Fin.
¿Quién sabe cuando es que ha llegado el fin?
Cuando se acaba el camino, cuando no da para más, es fácil.
Es simple. Es evidente.
Pero hay eventuras que no tienen un final natural.
Hay desvíos que cojer, hay piedras que esquivar.
Y hay cuerdas que es mejor no llegar a tensar.
Y yo, puede que ya te haya robado suficiente vida.
Puede que haya tocado fondo.
Puede que los cargamentos de paciencia hayan sido interceptados.
Puede que te hayas quedado sin provisiones de ella.
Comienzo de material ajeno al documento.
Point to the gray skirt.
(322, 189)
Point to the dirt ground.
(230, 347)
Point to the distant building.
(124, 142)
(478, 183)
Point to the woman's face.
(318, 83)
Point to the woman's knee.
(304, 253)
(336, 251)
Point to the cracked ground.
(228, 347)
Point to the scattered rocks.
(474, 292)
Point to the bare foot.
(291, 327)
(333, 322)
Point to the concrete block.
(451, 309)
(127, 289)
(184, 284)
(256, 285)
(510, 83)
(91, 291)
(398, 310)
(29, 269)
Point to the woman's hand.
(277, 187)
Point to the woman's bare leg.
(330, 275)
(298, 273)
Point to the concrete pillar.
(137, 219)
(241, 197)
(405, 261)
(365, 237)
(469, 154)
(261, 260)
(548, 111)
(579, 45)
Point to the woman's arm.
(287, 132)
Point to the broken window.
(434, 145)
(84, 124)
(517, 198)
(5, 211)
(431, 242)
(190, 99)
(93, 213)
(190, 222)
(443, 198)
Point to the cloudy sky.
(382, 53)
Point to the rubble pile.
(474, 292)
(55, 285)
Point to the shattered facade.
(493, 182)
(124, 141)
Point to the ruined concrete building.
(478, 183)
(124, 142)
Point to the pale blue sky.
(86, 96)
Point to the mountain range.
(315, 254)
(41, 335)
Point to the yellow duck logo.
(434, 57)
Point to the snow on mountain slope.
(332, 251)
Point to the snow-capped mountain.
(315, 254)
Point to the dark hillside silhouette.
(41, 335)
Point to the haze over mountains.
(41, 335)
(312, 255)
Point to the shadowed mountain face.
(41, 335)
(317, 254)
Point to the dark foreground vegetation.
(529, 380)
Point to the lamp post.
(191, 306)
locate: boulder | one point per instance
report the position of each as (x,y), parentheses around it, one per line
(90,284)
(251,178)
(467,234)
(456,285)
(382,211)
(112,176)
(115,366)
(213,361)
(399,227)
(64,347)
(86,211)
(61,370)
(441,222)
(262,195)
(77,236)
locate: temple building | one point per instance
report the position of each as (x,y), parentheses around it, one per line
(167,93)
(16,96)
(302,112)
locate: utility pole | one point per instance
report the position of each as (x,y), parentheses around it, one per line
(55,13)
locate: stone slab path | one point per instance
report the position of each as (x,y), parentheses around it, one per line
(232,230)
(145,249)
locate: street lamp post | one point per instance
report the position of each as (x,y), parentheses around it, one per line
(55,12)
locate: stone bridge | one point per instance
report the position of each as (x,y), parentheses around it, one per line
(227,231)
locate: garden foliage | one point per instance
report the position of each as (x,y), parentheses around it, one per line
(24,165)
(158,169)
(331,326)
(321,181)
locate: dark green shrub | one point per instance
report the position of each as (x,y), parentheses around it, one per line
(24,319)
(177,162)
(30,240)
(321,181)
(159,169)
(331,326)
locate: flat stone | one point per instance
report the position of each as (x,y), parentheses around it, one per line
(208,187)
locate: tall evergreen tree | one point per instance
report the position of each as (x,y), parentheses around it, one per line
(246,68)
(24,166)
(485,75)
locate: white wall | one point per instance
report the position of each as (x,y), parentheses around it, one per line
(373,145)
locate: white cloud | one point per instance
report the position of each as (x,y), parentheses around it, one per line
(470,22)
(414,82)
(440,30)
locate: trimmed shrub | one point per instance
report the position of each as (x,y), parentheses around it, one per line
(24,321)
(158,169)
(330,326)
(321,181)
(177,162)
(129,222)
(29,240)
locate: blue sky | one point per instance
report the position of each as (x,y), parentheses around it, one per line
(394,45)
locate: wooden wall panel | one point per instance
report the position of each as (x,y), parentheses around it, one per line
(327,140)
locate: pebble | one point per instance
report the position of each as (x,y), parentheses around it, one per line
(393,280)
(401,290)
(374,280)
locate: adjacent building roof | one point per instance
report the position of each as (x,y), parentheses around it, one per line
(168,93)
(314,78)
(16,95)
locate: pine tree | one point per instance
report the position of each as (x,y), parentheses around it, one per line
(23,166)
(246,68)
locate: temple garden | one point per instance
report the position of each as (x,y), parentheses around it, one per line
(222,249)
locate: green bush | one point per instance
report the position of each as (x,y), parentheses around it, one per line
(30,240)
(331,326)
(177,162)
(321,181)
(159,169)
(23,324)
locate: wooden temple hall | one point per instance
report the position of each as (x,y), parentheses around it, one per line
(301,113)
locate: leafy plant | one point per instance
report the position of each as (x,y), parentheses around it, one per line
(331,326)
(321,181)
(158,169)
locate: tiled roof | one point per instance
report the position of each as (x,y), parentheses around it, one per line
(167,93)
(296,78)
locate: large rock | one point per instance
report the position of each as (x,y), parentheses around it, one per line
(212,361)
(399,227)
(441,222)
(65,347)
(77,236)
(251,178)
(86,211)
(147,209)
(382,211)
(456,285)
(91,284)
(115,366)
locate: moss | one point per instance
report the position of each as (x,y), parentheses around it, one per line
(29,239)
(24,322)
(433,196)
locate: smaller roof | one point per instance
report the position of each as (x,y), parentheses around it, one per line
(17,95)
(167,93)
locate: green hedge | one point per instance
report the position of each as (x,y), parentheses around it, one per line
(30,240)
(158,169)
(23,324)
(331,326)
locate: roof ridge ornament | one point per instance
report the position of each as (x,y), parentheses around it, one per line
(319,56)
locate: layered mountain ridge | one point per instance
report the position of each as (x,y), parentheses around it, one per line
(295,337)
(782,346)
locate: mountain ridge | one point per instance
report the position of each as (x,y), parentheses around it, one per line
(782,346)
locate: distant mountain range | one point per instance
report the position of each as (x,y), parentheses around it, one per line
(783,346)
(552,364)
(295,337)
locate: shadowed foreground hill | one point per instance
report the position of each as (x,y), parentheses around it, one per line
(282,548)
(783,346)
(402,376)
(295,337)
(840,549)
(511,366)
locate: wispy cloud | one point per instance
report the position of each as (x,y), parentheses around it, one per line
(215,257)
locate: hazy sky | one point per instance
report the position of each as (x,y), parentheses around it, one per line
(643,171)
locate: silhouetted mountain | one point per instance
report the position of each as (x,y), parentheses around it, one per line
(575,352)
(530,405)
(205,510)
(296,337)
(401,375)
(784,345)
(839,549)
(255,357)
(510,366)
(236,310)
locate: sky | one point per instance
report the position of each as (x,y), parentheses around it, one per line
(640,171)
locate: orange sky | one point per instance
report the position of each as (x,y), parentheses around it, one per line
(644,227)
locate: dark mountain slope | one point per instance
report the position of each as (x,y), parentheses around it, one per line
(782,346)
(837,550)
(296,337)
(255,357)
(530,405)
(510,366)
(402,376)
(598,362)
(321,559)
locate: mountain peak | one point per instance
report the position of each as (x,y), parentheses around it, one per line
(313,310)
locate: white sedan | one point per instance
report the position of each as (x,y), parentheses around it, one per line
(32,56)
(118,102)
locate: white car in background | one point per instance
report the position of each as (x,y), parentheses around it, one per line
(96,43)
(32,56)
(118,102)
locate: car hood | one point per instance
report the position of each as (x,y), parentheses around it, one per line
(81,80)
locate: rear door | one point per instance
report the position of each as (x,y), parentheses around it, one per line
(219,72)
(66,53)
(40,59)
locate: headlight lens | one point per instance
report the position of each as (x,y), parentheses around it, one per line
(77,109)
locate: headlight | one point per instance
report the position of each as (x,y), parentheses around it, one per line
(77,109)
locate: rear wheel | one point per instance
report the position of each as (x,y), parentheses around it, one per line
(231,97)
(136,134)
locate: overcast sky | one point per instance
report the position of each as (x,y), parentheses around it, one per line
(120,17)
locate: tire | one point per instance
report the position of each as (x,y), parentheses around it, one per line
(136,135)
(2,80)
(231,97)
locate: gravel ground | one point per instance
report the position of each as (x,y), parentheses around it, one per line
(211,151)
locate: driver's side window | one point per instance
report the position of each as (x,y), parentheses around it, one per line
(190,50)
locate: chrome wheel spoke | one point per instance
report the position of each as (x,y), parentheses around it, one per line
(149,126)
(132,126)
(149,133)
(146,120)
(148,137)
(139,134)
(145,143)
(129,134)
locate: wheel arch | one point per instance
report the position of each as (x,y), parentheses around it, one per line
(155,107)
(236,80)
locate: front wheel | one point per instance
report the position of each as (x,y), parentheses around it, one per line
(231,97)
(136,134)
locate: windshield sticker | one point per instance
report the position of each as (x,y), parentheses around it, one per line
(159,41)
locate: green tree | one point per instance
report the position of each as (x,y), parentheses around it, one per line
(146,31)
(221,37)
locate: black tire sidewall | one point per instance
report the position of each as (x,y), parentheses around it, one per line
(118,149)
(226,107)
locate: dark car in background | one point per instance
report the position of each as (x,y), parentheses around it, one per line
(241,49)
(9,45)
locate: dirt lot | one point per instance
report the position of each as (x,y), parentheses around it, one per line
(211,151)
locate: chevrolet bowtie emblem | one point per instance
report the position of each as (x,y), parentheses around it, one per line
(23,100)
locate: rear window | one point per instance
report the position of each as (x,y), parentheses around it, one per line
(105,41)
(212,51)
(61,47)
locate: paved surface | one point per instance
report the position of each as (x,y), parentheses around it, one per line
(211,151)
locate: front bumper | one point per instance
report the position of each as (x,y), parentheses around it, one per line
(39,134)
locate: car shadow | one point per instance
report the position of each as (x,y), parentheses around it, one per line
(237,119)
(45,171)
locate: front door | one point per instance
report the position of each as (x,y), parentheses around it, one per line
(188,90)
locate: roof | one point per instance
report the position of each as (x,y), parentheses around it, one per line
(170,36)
O puede que yo me las haya cargado.
Más bien, creo que es culpa mía.
Decidimos probar suerte.
Pero todo es efímero, y el juez ejecutor es la muerte.
Y quizás haya llegado su estación.
Puede que sólo sea un transbordo.
Pero, ¿Y si no?
Decidimos probar suerte, y parece que la bola ha caido en par rojo.
Y esta vez gana la banca.
O por lo menos es lo que nos trae el eco.
Lo que queda del sonido de las noches tristes.
De las broncas a base de palabras lapidarias.
Quizás sea el final.
Pero cada fina, trae consigo un principio.